The Pizza Metric
How: Count the number of pizza boxes in the lab.
What: Measures the amount of schedule under-estimation. If people are spending enough after-hours time working on the project that they need to have meals delivered to the office, then there has obviously been a mis-estimation somewhere.
The Aspirin Metric
How: Maintain a centrally-located aspirin bottle for use by the team. At the beginning and end of each month, count the number of aspirin remaining aspirin in the bottle.
What: Measures stress suffered by the team during the project. This most likely indicates poor project design in the early phases, which causes over-expenditure of effort later on. In the early phases, high aspirin-usage probably indicates that the product’s goals or other parameters were poorly defined.
The Beer Metric
How: Invite the team to a beer bash each Friday. Record the total bar bill.
What: Closely related to the Aspirin Metric, the Beer Metric measures the frustration level of the team. Among other things, this may indicate that the technical challenge is more difficult than anticipated.

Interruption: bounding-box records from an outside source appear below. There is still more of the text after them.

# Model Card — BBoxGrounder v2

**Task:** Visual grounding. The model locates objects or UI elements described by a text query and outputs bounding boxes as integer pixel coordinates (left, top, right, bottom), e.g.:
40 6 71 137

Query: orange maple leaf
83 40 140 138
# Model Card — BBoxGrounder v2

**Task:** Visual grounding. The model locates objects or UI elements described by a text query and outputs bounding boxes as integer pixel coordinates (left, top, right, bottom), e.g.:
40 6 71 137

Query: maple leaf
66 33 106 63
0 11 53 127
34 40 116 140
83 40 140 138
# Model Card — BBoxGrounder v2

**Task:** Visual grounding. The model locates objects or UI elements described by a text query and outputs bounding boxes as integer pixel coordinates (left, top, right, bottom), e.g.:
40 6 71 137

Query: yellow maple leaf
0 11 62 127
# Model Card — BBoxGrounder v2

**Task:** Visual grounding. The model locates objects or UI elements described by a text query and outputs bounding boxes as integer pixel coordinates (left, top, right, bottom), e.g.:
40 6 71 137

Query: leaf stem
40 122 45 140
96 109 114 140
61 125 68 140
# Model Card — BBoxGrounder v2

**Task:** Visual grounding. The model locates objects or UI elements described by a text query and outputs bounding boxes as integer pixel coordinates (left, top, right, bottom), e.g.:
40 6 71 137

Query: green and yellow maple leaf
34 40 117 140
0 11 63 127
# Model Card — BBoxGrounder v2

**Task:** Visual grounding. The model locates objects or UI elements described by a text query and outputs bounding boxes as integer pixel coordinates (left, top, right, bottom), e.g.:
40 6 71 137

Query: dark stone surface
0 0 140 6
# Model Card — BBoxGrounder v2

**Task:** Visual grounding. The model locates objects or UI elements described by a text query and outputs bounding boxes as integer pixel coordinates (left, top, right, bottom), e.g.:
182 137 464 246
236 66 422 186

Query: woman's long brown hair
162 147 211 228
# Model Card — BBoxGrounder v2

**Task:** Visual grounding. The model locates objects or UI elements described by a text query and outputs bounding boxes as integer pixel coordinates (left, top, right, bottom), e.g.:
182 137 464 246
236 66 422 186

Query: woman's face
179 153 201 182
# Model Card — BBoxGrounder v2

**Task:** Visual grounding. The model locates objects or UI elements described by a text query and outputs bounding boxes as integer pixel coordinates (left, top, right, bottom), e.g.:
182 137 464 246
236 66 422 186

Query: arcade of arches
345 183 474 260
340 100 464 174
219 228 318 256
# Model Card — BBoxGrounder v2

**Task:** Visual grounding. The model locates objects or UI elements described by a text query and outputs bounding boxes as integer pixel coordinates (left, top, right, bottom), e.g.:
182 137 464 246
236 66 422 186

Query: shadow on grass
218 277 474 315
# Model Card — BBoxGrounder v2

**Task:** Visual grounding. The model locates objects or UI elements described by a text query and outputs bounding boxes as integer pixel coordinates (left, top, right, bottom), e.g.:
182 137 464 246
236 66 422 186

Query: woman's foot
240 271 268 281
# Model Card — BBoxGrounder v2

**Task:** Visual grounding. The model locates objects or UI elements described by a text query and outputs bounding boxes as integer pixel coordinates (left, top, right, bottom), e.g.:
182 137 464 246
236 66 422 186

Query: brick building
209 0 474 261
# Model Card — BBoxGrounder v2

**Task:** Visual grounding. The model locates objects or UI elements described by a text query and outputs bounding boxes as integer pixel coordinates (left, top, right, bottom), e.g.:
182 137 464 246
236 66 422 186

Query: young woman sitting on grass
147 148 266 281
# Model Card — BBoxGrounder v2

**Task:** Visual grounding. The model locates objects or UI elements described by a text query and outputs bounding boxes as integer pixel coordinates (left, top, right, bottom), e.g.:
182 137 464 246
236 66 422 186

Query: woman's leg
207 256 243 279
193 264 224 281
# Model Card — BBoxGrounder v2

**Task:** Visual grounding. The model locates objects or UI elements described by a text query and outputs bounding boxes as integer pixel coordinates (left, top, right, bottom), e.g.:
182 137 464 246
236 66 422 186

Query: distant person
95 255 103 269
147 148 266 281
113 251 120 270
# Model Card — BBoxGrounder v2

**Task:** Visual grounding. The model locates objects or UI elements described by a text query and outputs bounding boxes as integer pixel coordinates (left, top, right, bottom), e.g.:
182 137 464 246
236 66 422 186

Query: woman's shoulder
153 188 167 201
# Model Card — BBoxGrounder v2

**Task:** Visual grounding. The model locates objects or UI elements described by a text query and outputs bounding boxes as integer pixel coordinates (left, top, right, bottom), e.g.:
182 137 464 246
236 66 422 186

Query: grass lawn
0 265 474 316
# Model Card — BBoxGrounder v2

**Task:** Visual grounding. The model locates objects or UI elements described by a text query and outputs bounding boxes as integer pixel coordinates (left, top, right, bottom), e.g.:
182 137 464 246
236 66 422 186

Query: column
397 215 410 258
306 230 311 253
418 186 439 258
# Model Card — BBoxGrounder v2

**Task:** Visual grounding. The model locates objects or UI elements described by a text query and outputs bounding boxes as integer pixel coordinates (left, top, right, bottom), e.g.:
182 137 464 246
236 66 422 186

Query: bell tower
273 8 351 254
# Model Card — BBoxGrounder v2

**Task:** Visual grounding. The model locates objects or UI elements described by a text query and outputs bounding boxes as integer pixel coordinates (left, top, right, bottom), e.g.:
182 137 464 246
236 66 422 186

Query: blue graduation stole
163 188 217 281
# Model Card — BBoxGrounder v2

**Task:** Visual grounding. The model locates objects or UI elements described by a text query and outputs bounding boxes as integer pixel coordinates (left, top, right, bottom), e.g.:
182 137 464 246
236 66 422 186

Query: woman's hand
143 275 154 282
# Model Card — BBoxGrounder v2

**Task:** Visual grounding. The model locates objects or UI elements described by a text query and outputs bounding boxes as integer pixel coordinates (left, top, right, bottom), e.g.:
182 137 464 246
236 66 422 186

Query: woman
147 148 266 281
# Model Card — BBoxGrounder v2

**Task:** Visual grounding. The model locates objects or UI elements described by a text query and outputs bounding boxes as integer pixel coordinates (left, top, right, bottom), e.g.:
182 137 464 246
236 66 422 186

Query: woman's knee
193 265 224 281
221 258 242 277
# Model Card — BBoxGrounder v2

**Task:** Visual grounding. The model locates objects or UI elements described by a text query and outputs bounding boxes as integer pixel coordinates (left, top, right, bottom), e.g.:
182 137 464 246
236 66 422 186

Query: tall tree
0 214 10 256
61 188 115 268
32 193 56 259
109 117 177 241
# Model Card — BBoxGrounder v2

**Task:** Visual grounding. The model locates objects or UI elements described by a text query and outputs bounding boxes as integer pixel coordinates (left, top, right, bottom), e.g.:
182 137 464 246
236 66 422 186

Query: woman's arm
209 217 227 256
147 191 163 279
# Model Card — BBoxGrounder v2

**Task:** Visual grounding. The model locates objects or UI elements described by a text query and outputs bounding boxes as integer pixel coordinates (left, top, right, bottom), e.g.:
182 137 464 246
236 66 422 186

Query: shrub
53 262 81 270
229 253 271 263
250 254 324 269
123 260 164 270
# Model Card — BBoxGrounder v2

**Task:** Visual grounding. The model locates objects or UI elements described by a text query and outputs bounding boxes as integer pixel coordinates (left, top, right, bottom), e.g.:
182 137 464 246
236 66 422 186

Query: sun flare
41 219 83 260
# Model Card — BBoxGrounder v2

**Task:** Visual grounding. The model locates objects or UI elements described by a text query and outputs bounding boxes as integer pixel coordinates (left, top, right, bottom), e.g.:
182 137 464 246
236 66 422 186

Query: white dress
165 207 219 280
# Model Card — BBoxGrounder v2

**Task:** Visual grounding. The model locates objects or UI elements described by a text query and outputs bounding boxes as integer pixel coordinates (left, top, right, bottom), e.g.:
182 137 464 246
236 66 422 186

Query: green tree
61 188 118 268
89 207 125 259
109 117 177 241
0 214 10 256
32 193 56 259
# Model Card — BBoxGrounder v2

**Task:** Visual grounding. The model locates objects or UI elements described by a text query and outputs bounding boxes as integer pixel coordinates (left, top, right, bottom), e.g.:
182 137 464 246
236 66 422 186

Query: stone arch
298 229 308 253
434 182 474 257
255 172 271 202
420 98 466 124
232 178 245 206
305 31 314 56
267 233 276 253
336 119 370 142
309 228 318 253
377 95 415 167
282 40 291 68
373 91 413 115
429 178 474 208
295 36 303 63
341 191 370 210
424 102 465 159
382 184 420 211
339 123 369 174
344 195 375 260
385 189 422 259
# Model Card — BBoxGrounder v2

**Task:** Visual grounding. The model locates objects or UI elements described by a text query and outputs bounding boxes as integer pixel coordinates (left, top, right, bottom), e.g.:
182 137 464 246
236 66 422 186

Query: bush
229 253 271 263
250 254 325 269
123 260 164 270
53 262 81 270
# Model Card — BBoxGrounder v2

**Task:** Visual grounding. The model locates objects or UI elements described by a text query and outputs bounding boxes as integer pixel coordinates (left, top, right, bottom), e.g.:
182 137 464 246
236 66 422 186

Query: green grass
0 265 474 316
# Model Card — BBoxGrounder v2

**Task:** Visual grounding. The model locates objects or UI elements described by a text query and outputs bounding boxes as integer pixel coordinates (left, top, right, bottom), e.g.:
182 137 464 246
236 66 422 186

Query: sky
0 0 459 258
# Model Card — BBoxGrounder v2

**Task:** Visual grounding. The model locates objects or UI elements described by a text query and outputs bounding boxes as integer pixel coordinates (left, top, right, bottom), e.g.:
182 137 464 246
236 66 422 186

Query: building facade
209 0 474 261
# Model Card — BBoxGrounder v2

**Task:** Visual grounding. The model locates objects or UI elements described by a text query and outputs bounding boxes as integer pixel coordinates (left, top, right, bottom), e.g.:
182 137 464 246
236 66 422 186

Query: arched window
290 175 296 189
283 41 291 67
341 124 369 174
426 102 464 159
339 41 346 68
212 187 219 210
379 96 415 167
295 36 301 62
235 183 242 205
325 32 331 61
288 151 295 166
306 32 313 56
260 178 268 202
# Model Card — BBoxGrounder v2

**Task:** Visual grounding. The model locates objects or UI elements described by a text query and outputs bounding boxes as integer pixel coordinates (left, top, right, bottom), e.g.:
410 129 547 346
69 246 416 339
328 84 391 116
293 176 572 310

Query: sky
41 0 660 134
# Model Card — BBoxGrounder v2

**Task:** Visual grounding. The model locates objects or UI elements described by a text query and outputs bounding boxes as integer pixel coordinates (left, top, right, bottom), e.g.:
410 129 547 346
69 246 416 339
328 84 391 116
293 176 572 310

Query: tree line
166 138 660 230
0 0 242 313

The Creeping Feature Metric
How: Count the number of features added to the project after the design has been signed off, but that were not requested by any requirements definition.
What: This measures schedule slack. If the team has time to add features that are not necessary, then there was too much time allocated to a schedule task.
The “Duck!” Metric
How: This one is tricky, but a likely metric would be to count the number of engineers that leave the room when a marketing person enters. This is only valid after a requirements document has been finalized.
What: Measures the completeness of the initial requirements. If too many requirements changes are made after the product has been designed, then the engineering team will be wary of marketing, for fear of receiving yet another change to a design which met all initial specifications.
The Status Report Metric
How: Count the total number of words dedicated to the project in each engineer’s status report.
What: This is a simple way to estimate the smoothness with which the project is running.
If things are going well, an item will likely read, “I talked to Fred; the widgets are on schedule.”
If things are not going as well, it will say, “I finally got in touch with Fred after talking to his phone mail for nine days straight. It appears that the widgets will be delayed due to snow in the Ozarks, which will cause the whoozits schedule to be put on hold until widgets arrive. If the whoozits schedule slips by three weeks, then the entire project is in danger of missing the July deadline.”